Why did I use the words “crazy” and “heartbreaking” above? Because sometimes the copies have different flaws that make it almost impossible to choose one issue as the “better” one. For instance, many times I’ve compared the two copies of the same issue and seen a small piece out of the cover of one issue; but the other copy has some spine problems or perhaps the pages look white compared to almost white, meanwhile someone has scribbled on the contents page “VG” and maybe the back cover has been bent or maybe, etc, etc, etc.
I’m like the horse caught between two bales of hay; I can’t make a decision and so I starve to death. Or in the case of the collector, you keep both issues!

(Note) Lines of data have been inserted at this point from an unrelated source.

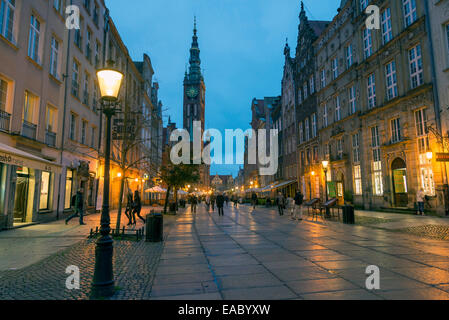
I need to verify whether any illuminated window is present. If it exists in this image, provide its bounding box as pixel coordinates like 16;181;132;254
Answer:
385;61;398;100
345;44;354;69
353;165;362;195
323;104;329;128
409;45;424;89
28;14;41;64
352;133;360;163
321;69;326;89
402;0;417;27
39;171;51;210
390;118;402;143
50;37;59;79
335;96;341;121
332;57;338;80
368;73;377;109
0;0;16;42
64;169;73;209
349;86;357;114
363;28;373;59
415;109;435;196
371;127;384;196
381;8;393;44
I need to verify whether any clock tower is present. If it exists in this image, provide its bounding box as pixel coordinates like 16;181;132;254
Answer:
183;18;206;138
183;17;210;188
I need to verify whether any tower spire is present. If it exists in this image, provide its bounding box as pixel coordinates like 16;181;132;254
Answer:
189;16;202;80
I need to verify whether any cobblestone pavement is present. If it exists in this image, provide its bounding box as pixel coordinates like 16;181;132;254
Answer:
0;206;449;300
0;208;175;300
151;206;449;300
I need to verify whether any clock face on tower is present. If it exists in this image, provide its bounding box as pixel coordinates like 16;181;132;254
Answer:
186;87;198;99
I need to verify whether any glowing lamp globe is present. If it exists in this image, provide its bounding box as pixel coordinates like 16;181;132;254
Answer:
97;69;123;101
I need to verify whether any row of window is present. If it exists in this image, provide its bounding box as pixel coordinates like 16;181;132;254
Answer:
69;113;97;149
318;109;435;196
322;45;424;128
71;59;99;112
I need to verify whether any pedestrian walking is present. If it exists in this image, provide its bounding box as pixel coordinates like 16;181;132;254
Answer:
416;188;426;216
125;192;136;226
65;188;85;226
210;194;217;211
217;194;225;216
276;192;285;216
205;196;210;212
132;190;145;224
292;191;304;220
190;194;198;213
251;192;258;209
232;195;239;208
286;196;295;219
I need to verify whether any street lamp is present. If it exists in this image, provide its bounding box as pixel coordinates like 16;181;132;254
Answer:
92;61;124;297
321;160;330;216
322;160;329;202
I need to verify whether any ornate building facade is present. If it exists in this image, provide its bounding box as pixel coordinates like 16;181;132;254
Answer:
183;18;210;187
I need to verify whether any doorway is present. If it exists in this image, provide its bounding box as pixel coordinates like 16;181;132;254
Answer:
14;167;30;223
337;172;345;205
391;158;408;207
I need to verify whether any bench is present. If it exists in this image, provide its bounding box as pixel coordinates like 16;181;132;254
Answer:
303;198;321;218
320;198;342;219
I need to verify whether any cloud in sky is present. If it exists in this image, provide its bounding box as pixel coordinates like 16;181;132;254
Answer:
106;0;340;175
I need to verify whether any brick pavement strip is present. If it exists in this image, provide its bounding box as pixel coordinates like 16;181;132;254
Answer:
0;218;176;300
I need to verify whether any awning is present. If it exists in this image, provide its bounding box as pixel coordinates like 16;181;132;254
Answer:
0;143;62;174
272;180;296;190
145;186;167;193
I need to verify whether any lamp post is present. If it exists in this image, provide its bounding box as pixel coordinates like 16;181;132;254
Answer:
92;62;124;297
322;160;329;202
321;160;330;216
309;171;315;200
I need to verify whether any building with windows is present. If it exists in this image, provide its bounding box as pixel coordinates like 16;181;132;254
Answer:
60;0;109;218
353;0;444;210
294;5;328;199
312;1;361;204
0;0;65;229
0;0;161;229
425;0;449;213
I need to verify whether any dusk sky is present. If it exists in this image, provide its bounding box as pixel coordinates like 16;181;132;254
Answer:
106;0;340;175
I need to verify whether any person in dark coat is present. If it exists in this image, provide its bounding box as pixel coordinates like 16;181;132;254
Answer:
210;194;217;211
65;188;85;226
217;194;225;216
190;194;198;213
132;190;145;224
251;192;258;209
276;192;285;216
293;191;304;220
125;192;136;226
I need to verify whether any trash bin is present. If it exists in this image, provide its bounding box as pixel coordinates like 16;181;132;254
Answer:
343;205;355;224
145;213;164;242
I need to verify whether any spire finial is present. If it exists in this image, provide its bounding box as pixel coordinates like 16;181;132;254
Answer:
193;16;197;35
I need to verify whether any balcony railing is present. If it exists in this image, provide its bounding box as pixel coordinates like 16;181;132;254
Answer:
22;120;37;140
0;110;11;132
45;130;56;147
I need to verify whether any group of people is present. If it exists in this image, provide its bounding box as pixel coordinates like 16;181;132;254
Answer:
276;191;304;221
65;188;145;226
125;190;145;226
205;193;229;216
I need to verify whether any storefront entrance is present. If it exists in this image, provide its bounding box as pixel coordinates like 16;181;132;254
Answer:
391;158;408;207
337;172;345;205
14;167;30;223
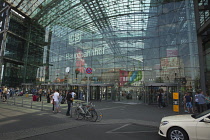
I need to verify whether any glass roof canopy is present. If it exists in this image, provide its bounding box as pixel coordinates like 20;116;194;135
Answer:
5;0;151;36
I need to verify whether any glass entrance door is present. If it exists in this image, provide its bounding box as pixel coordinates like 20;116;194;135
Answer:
144;83;177;105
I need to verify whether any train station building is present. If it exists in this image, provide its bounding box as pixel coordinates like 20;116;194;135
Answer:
0;0;210;103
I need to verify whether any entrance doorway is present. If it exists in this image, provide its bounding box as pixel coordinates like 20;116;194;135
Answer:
144;83;178;105
90;84;116;101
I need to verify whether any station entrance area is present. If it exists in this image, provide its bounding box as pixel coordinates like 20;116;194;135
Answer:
144;83;178;105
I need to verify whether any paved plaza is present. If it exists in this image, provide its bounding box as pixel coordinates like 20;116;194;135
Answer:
0;96;182;140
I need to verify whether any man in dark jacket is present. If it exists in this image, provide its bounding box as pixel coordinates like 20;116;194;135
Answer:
66;91;73;116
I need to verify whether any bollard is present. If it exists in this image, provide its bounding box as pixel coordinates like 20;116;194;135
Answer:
41;101;43;111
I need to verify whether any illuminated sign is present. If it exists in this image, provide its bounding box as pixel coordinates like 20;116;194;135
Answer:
69;32;81;45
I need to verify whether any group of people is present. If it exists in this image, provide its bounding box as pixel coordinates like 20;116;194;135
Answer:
183;91;210;113
49;90;76;116
0;86;19;102
157;89;166;108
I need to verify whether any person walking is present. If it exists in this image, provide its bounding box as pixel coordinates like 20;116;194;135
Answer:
198;91;207;112
184;93;194;113
206;95;210;109
195;92;200;113
66;92;73;116
46;90;50;103
183;93;188;112
50;89;61;113
157;92;163;108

A while back we were discussing items that we sometimes find inside pulp magazines or comments that a prior owner has written. I’m looking at the June 5, 1920, issue of Western Story and it has a great N.C. Wyeth cover showing a cowboy riding a bucking bronco while two pals cheer him on.
Unfortunately, a prior owner by the name of Frederick Gutzwiller has chosen to scribble on the cover. He has written his full name plus the date of Sunday June 13, 1920. He has even added the time: 1 PM. In addition, he must have reread the issue more than 10 years later, because he has written June 1931 and June 1932. There also is a stamped date of January 1935.
Inside, on the contents page he has written beside some of the stories these dates again. In addition he has rated some of the tales with the comments “poor” and “No Good”. One story he particularly hated because on page 49 where the story “Duty” by S.S. Gordon begins, he has written “29th of June 1932” and slammed it with both “Poor” and “No Good”. But wait, he’s not finished. He then puts on the top of every other page the initials “N.G.”, standing for no good.
Between pages 90 and 91, Mr Gutzwiller, I presume, has tucked a 16 page pamphlet titled, “Cultural Directions for Will’s Pioneer Brand Nursery Stock”. I see the booklet was published in Bismark, North Dakota. At first I had no idea what this booklet was about but upon reading further I found out it all about planting fruits, vegetables, plants, and trees.
I also have pulps where Mr Gutzwiller has listed on the covers the various prices realized for eggs, vegetables, and livestock. What I find so interesting about all this, is that he made these notations more than 80 or 90 years ago and probably is long dead. Yet he lives on with his name prominently displayed on some old magazines for collectors to puzzle over and wonder about. I guess that is a sort of immortality, more than some of us will ever receive.
In fact, as soon as I sign off this computer, I’m going to start writing my name, address, and date on the covers of my pulps. I have a lot, so this might take me quite awhile. I can hardly wait to scribble “Walker Martin” on the set of fine condition Planet Stories that I won at the Frank Robinson auction held by Adventure House.
POSTSCRIPT: Today I’ve spent the whole day continuing to compare issues, which I find to be a lot of fun. There is nothing that make me happier than to look at a fine condition Western Story that I just obtained recently and then see that it is about a dozen times better than my old copy which is sort of brittle and faded, just like me!
Replacing the old, battered copy with the nice condition copy is like being reborn. I feel like a new collector instead of an old one. If I can find hundreds of nice Western Story magazines at this late stage, then what new worlds are waiting to be conquered? Or collected!